This invention relates to vibratory feeders, conveyors, separators, screens, and other vibratory equipment used in materials handling and related fields (hereinafter referred to generally as vibrators) in which the motive force is provided by an imbalance generator of the type having unbalanced weights on a rotating shaft.
A number of methods are used to obtain a straight line motion of the driven or working member of a vibrator. One known method uses electromagnetic motors employing an electromagnet with an air gap. Part of the electromagnet is usually in the form of an "E" and is fitted with an electrical coil or coils, and the other part of the magnetic circuit is in the shape of an "I" fitted to the other part of the vibrator with an air gap between them, so that the two may vibrate relative to one another. Examples of vibrators using electromagnetic vibratory motors are described in U.S. Pat. Nos. 2,163,249; 2,654,466 and 2,694,156.
Electromagnetic vibratory motors of this electromagnetic type are restricted to vibrators having a short stroke and, since the air gap is in the direction of motion of the moving parts, is subject to drift in size and striking of the two parts of the magnetic circuit due to expansion or contraction caused by temperature variation, by fluctuations in supply voltage, or by changes in the natural frequency of vibration of the resonant system.
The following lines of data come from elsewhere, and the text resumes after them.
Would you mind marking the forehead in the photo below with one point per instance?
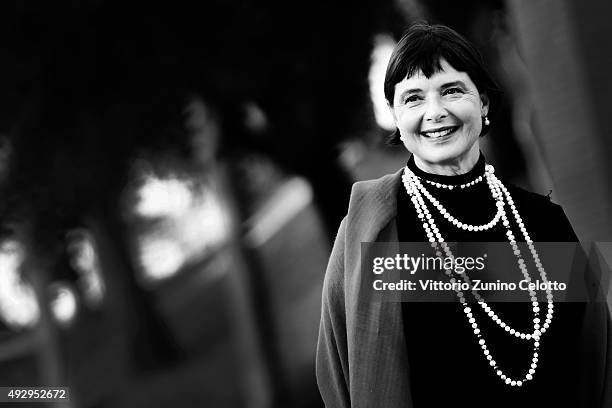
(445, 75)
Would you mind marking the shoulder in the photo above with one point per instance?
(374, 192)
(545, 220)
(526, 197)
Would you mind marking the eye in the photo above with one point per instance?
(452, 91)
(410, 99)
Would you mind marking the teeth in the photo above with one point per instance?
(438, 134)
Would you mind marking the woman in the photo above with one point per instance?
(386, 354)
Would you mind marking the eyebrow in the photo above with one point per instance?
(454, 83)
(443, 86)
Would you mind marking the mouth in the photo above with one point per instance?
(440, 132)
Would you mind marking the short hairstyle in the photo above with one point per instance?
(422, 47)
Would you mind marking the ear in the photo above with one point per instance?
(392, 112)
(484, 104)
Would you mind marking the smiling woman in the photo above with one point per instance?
(390, 354)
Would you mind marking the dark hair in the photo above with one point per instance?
(422, 47)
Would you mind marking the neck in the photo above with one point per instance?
(456, 166)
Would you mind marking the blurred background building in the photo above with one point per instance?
(171, 178)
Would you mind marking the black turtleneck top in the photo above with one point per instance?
(447, 367)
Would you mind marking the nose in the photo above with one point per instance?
(434, 110)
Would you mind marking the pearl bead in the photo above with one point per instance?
(501, 196)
On the other hand this type of motor does not generate forces in undesired directions which have to be decoupled.
Where larger stroke amplitudes are required in a two-mass tuned vibrator it is usual to generate the vibratory forces by an imbalance generator of the type having unbalanced weights on a rotating shaft. The shaft may be driven by any suitable means, such as a belt drive, but most commonly the shaft is part of the armature of an electric motor with eccentric weights secured to each end of the armature shaft. This imbalance generator, which constitutes one mass of the two-mass system, is coupled to the second mass, the work member, by resilient means. The second mass or work member is suitably isolated from the ground so that it may be regarded as a free mass.
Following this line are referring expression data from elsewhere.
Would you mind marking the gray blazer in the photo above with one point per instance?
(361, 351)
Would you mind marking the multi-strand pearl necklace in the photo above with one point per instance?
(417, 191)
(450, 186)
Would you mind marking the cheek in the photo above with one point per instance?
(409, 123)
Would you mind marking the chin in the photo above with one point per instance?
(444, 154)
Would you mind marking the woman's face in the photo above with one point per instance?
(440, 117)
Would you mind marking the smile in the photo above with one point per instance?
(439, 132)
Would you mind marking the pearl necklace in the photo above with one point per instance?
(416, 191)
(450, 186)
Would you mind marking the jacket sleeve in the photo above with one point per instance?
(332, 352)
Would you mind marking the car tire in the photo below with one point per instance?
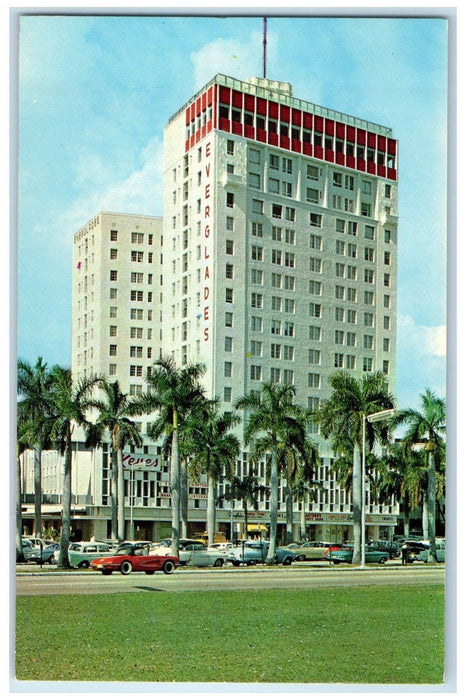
(168, 567)
(126, 568)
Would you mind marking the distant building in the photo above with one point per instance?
(276, 260)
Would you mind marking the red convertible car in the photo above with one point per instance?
(134, 557)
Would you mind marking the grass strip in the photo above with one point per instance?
(368, 634)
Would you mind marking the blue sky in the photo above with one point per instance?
(95, 94)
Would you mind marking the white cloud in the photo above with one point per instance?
(423, 340)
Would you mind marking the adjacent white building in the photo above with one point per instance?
(276, 260)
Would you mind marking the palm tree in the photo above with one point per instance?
(341, 417)
(245, 489)
(427, 427)
(172, 392)
(114, 408)
(273, 418)
(70, 403)
(213, 449)
(33, 386)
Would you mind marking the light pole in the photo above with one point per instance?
(371, 418)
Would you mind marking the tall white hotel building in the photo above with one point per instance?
(277, 261)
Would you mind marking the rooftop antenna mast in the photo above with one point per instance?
(264, 42)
The rotating unbalanced weights produce oscillatory forces which may be resolved into two components, a desired force in the direction of the desired vibratory motion, and an unwanted force at right angles thereto.
The rotational angular velocity of the imbalance generator is selected so that the desired oscillatory force has a frequency which is close to the natural frequency of the two mass system as a whole, typically 0.85 of the said natural frequency.
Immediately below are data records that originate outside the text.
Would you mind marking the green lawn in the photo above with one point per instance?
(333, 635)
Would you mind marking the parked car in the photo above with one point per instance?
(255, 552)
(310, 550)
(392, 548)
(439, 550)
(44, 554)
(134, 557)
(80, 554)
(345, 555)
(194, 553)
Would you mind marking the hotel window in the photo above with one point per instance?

In order to decouple the unwanted oscillatory force from the work member the natural resonant frequency of the two mass system in the direction of the unwanted oscillatory force must be small, of the order of one quarter the frequency of the unwanted force, and this requires that the resilient coupling means have a low effective spring rate in the direction of this force.
Satisfactory decoupling has been achieved in vibrators of the above type by employing rubber or like polymer materials as the resilient means between the imbalance generator and the working member, such resilient means having different spring rates in the two directions. Rubber and polymer springs are affected by heat, oil, aging, ozone attack, and other adverse conditions, requiring frequent replacement.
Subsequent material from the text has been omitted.